In the instant case from the uncontradicted evidence, plaintiff would have been uninsurable and rejected for insurance had
the questions been answered truthfully. The rule is, and plaintiff does not dispute, that misrepresentations as to questions affecting insurability are material as a matter of law. Tolbert v. Insurance Co., 236 N.C. 416, 72 S.E.2d 915 (1952).
The sole purpose of the application is to obtain accurate information for underwriting purposes. Without the false statement inserted by the agent, the uninsurable applicant would not have received a policy. Plaintiff has made no showing that her husband was prevented or prohibited from reading the application before he signed. When Mr. Ward signed the application, he adopted the statements and represented that they were true. If Mr. Ward had corrected the false statements, he would not have obtained the insurance; by signing, he benefited from the agent's action. Defendant has tendered the return of the premiums with interest thereon, and in my view owes nothing more.
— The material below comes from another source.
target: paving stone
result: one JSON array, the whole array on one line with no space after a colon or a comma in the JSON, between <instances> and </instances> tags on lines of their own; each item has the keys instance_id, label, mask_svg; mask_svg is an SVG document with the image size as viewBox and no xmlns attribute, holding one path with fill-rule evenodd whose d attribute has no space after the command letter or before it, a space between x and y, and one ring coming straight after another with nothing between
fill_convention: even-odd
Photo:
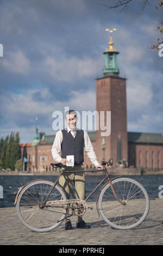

Furthermore, even under the majority's theory of the case, I do not think the evidence is sufficient to raise an inference that insured was induced not to give a truthful application by statements of the agent. According to plaintiff's affidavit, the agent told plaintiff and her husband that because Mr. Ward's conviction and treatment for high blood pressure had occurred more than two years before the date of the application, "this was all right and would not prevent [Mr. Ward] from obtaining insurance with [defendant]." Although this statement may have led plaintiff and her husband to believe that the omitted information was not especially important, the agent did not expressly state that they were not required to report it. Plaintiff did not aver that the agent told them that the questions only required information from the past two years, nor did she aver that the agent advised or suggested that her husband not include the omitted information in the application.
For the foregoing reasons, I vote to affirm.